When you corner a dog, you might get bitten. When you corner a junkie, you might not get the truth. We are on the defense, supporting the thing that makes us whole, even if that love is a lie.

As I walk back to my office, I carefully dodged the broken crack pipe but I almost stepped in the human poo. (THIS ACTUALLY HAPPENED. SF is an interesting place).

As a side note, I saw a man in a wheelchair light a crack pipe with a magnifying glass this week. 

Tuesday, January 30, 2018

Body Issues

Last Monday was a self care day. On a recommendation of a friend, I decided to go a reasonably priced Spa. I should probably have done more investigation but I did not. It was a last minute decision to take some time to myself with no animals needing me to pick up their poo, no kids fighting on the couch, and no staff people asking my opinion on one issue or another.

When I arrived at the Spa, severely over caffeinated at that, the bells went off. AH- this is a nude Spa. The kind where the genders are divided. I was handed a robe and a towel that would barely cover one of my thighs. As I entered the locker room, I quickly saw what I have rarely seen- naked bodies. Not in a lecherous way or a scientific way. I was seeing naked bodies in their natural habitat. Women of all ages were inside the place.

I was very nervous at first. I was raised in an almost puritanical setting. My parents NEVER discussed sex with me. In fact, I rarely saw my parents kiss. If it wasn’t for the fact my sister and I accidentally found condoms searching for spare change, I would assume they never had sex after we were born. My father nor my mother commented on the looks of anyone. The few random celebrities my mother would describe as attractive all turned out to be gay. She seemed to be attracted to an asexuality in her screen men. If my father ever commented on women, it was out of my presence.

Nudity was an entirely private matter. Changing clothes was done behind closed doors in your room. Growing up fat meant I wore clothes under my clothes so I wouldn’t have to change in front of anyone in gym class.

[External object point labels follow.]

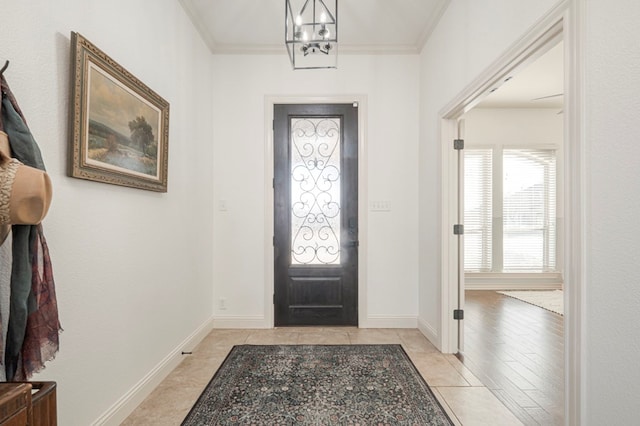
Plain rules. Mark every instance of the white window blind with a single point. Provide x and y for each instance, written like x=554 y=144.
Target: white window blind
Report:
x=478 y=203
x=529 y=210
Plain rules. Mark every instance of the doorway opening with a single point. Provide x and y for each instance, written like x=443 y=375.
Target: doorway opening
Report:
x=546 y=34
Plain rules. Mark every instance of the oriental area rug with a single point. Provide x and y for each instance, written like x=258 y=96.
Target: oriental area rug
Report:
x=317 y=385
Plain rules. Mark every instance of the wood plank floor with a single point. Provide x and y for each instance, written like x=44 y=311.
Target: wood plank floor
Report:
x=517 y=351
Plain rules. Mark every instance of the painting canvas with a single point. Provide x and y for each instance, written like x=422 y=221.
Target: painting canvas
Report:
x=120 y=126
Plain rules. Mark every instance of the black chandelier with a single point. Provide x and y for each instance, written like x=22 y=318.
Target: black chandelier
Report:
x=311 y=33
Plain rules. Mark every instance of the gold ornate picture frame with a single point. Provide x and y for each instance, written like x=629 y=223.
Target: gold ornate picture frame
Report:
x=119 y=126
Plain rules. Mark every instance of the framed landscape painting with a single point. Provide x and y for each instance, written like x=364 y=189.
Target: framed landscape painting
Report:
x=119 y=126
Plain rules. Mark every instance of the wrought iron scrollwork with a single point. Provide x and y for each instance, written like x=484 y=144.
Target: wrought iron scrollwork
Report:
x=315 y=191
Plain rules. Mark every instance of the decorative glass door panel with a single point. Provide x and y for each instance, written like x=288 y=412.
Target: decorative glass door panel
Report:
x=315 y=191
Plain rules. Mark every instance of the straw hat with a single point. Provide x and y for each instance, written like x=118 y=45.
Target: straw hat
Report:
x=25 y=192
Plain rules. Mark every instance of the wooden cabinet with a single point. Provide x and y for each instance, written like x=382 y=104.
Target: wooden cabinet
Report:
x=15 y=404
x=28 y=404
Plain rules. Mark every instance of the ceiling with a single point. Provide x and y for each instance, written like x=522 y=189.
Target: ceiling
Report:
x=543 y=78
x=257 y=26
x=367 y=26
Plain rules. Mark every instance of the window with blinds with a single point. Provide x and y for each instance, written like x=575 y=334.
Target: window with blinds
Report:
x=478 y=202
x=529 y=210
x=527 y=199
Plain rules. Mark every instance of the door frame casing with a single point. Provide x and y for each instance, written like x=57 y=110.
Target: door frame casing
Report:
x=565 y=20
x=363 y=201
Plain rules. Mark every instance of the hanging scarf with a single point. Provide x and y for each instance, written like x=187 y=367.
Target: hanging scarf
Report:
x=33 y=328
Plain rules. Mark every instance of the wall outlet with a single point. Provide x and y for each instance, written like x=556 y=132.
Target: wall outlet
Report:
x=380 y=206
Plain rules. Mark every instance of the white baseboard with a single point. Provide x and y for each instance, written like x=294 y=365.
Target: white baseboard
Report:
x=240 y=322
x=430 y=333
x=385 y=321
x=119 y=411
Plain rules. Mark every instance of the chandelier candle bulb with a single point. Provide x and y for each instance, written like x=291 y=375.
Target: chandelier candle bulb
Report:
x=311 y=33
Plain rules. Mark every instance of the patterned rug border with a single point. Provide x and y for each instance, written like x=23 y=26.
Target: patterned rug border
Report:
x=399 y=346
x=521 y=296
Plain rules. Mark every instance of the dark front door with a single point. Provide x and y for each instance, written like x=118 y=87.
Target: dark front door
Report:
x=316 y=214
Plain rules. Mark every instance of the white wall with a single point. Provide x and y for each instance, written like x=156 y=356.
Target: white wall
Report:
x=132 y=268
x=470 y=36
x=612 y=132
x=240 y=86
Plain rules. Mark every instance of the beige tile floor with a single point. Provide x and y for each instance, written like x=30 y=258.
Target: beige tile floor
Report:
x=462 y=395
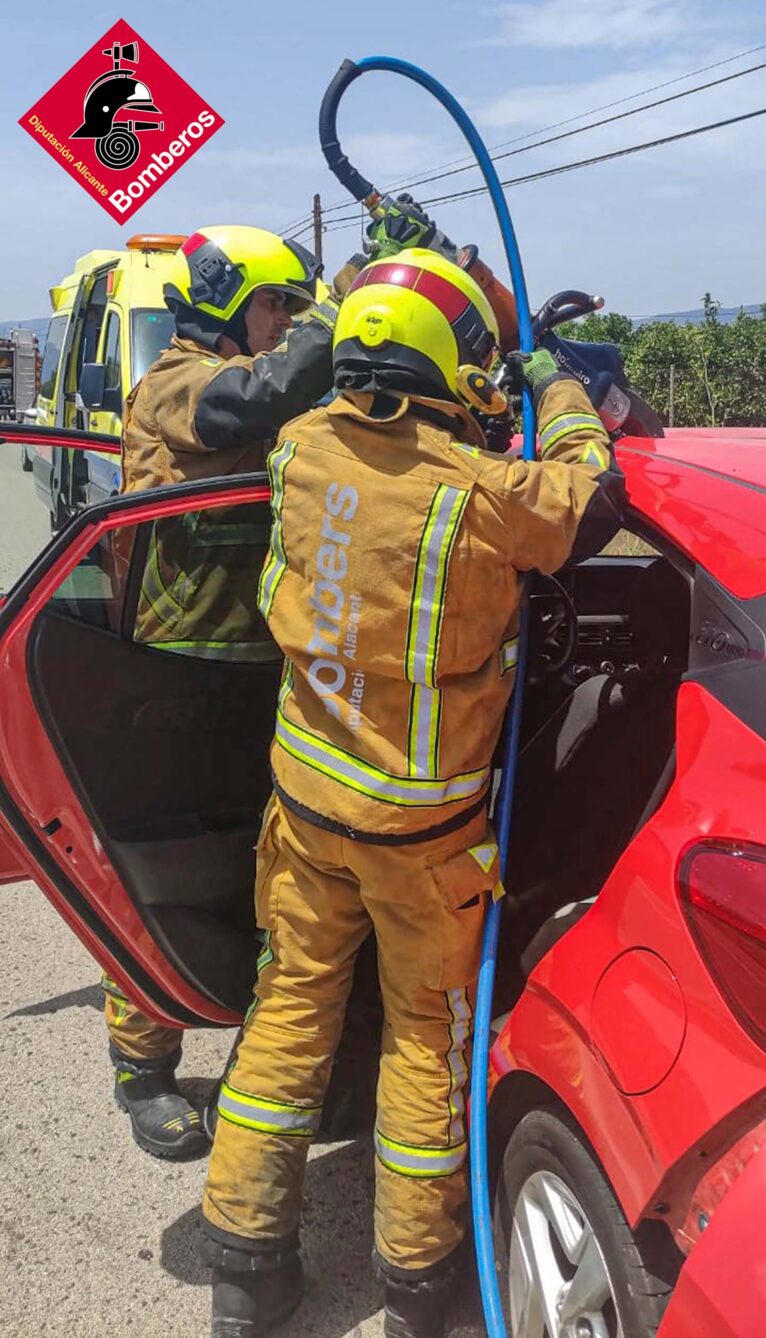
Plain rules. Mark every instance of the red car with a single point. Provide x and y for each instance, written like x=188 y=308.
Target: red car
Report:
x=628 y=1071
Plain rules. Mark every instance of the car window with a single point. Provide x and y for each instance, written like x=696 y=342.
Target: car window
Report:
x=626 y=545
x=54 y=344
x=185 y=585
x=110 y=357
x=150 y=333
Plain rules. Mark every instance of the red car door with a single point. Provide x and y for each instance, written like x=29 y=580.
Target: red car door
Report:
x=133 y=760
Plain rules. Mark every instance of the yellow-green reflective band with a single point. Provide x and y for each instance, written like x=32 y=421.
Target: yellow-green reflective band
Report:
x=485 y=855
x=276 y=563
x=508 y=654
x=370 y=780
x=423 y=743
x=260 y=652
x=426 y=609
x=419 y=1163
x=593 y=454
x=457 y=1064
x=264 y=1116
x=565 y=423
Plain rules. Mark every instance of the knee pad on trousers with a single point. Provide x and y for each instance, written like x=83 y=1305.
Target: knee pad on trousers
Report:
x=141 y=1068
x=228 y=1251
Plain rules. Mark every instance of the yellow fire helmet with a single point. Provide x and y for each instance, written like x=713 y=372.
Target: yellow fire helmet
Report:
x=218 y=268
x=417 y=324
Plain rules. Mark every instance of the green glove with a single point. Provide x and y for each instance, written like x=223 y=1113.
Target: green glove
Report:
x=536 y=367
x=401 y=225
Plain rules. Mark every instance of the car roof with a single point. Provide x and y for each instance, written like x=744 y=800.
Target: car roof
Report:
x=705 y=489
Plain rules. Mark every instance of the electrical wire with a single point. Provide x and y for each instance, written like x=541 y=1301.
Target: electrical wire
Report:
x=339 y=224
x=328 y=209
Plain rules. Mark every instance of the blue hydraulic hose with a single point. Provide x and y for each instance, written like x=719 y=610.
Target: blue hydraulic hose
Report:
x=480 y=1076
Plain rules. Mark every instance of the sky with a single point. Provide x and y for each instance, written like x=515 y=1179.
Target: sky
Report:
x=652 y=232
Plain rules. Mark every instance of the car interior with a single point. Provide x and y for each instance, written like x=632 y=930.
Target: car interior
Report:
x=169 y=751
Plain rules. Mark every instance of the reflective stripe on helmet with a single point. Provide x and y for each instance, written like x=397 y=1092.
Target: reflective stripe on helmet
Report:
x=426 y=612
x=276 y=562
x=264 y=1116
x=360 y=776
x=565 y=423
x=419 y=1163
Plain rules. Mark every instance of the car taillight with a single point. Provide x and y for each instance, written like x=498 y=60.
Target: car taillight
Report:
x=723 y=895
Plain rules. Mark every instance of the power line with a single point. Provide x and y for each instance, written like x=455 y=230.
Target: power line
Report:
x=556 y=125
x=583 y=162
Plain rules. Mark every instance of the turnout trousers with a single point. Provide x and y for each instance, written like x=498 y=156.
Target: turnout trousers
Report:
x=316 y=895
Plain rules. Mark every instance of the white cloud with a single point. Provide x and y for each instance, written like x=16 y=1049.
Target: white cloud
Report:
x=618 y=24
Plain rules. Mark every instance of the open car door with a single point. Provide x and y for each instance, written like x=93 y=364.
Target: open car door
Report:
x=134 y=760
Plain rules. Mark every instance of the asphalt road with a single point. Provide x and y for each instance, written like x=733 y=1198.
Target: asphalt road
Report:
x=97 y=1239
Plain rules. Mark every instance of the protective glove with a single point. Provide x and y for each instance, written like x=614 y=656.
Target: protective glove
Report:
x=534 y=367
x=401 y=225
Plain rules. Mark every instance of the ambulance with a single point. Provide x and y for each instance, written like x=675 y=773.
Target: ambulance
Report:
x=109 y=324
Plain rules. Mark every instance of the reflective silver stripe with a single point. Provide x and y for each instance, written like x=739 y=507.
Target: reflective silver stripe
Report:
x=437 y=539
x=370 y=780
x=276 y=562
x=457 y=1064
x=425 y=716
x=565 y=423
x=265 y=1116
x=426 y=1163
x=509 y=654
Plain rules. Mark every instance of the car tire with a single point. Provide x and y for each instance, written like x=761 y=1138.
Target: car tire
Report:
x=568 y=1263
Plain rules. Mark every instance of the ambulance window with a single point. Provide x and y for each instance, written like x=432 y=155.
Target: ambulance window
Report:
x=54 y=344
x=111 y=359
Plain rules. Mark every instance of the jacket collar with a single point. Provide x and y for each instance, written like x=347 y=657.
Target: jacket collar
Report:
x=360 y=404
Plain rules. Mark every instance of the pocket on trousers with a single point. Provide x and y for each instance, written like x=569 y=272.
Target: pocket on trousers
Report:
x=267 y=852
x=461 y=887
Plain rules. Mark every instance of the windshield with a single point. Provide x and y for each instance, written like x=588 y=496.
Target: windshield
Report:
x=150 y=332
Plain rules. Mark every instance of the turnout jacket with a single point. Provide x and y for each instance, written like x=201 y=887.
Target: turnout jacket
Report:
x=393 y=586
x=193 y=416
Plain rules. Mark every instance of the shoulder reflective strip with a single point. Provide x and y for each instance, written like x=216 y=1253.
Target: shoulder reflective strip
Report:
x=423 y=737
x=565 y=423
x=457 y=1064
x=419 y=1163
x=276 y=562
x=264 y=1116
x=484 y=855
x=509 y=654
x=595 y=455
x=426 y=609
x=370 y=780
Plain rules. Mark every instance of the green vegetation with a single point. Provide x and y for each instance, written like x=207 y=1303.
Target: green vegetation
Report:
x=718 y=371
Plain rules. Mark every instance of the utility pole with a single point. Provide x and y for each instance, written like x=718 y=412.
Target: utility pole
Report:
x=318 y=228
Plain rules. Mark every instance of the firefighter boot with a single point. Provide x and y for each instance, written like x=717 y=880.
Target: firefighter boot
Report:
x=253 y=1290
x=162 y=1120
x=417 y=1306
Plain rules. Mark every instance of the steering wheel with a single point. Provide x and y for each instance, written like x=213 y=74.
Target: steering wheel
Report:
x=552 y=628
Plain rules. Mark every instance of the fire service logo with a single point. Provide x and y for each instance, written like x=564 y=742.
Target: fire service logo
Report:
x=121 y=122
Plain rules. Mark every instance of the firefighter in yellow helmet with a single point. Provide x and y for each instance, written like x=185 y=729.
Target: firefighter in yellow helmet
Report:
x=213 y=403
x=393 y=588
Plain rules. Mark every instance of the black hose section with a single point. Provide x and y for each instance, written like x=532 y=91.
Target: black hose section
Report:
x=346 y=173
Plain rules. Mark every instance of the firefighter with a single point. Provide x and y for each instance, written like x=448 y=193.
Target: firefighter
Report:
x=212 y=404
x=393 y=588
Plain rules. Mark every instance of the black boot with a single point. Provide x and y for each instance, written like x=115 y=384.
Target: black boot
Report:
x=253 y=1290
x=417 y=1303
x=162 y=1120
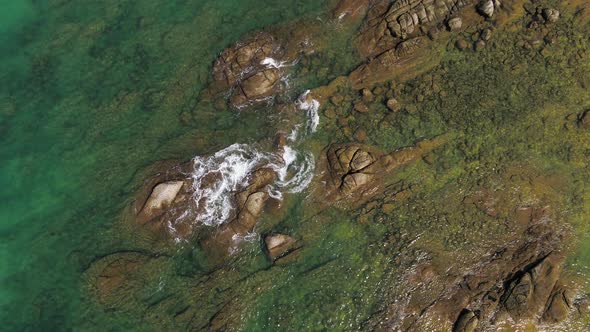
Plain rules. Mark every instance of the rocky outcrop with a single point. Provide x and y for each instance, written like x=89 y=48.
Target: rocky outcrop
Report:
x=251 y=201
x=359 y=169
x=161 y=197
x=515 y=283
x=350 y=9
x=389 y=22
x=401 y=60
x=249 y=69
x=279 y=245
x=467 y=322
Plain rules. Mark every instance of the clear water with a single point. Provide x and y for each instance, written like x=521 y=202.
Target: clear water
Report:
x=92 y=92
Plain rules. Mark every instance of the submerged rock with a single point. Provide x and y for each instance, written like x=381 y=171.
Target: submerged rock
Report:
x=487 y=7
x=389 y=22
x=455 y=23
x=278 y=245
x=392 y=104
x=551 y=15
x=360 y=107
x=467 y=322
x=256 y=87
x=161 y=198
x=558 y=306
x=251 y=69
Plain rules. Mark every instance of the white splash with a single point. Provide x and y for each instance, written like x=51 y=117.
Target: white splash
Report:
x=294 y=133
x=311 y=106
x=218 y=177
x=273 y=63
x=296 y=172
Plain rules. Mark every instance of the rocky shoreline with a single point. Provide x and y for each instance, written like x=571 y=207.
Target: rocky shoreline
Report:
x=511 y=282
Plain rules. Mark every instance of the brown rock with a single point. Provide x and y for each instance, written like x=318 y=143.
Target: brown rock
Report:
x=479 y=45
x=393 y=104
x=368 y=96
x=585 y=119
x=278 y=245
x=486 y=7
x=360 y=135
x=486 y=34
x=455 y=24
x=256 y=87
x=160 y=199
x=360 y=107
x=350 y=9
x=244 y=59
x=461 y=44
x=467 y=322
x=551 y=15
x=558 y=307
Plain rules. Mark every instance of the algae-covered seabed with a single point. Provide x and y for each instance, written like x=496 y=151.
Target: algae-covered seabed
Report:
x=94 y=93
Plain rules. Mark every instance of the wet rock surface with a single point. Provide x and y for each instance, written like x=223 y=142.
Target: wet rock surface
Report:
x=513 y=274
x=249 y=69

There was also the matter of my outdated underwear my mother would select. I also received no guidance in the finer elements of shaving my legs or lady bits. I learned about sex from R rated movies on cable TV.

The only time in my adult life I was ever a “normal” weight was when I was hitting the stimulants and the heroin hard. It is hard to explain how eating issues and drug use went hand in hand for me. I had tried sobering up before and the bottomless pit of hunger would freak me out. I enjoyed boys with exposed collar bones. I liked being completely flat chested and slim. It became a sickness really. Although I wore multiple layers of clothes to hide it, showing myself that I could resist food and get thinner and thinner was my jam.

Then came jail. Jail is a fucking marathon of weight gain. Food is one of the only hobbies. Food means status. Food is the only thing that can fill that void that drugs used to fill. I would eat and eat until I could enjoy a good depression nap on my bunk. By the time I went to rehab, I had already gotten quiet chunky.

At first, this weight gain was validated by others. I finally had some “ass” Eventually, that wears off. I am having trouble fitting in my clothes. I hate the way I look. I feel like crap. It is the tail eating the dog.

The rest of this time off drugs has been cycles of feast and famine. I have never been able to say I feel comfortable in my own skin. I’m trying. There is nothing wrong with my body. There is nothing wrong with me. All bodies are different. If I would have seen a few, I would have realized that mine was normal and entirely ok. Why have I been forced to be so insecure for so long? I am not sure. I am glad I finally got the chance to SEE that I’m just fucking fine.

I’m kind of rambling but y’all are used to it.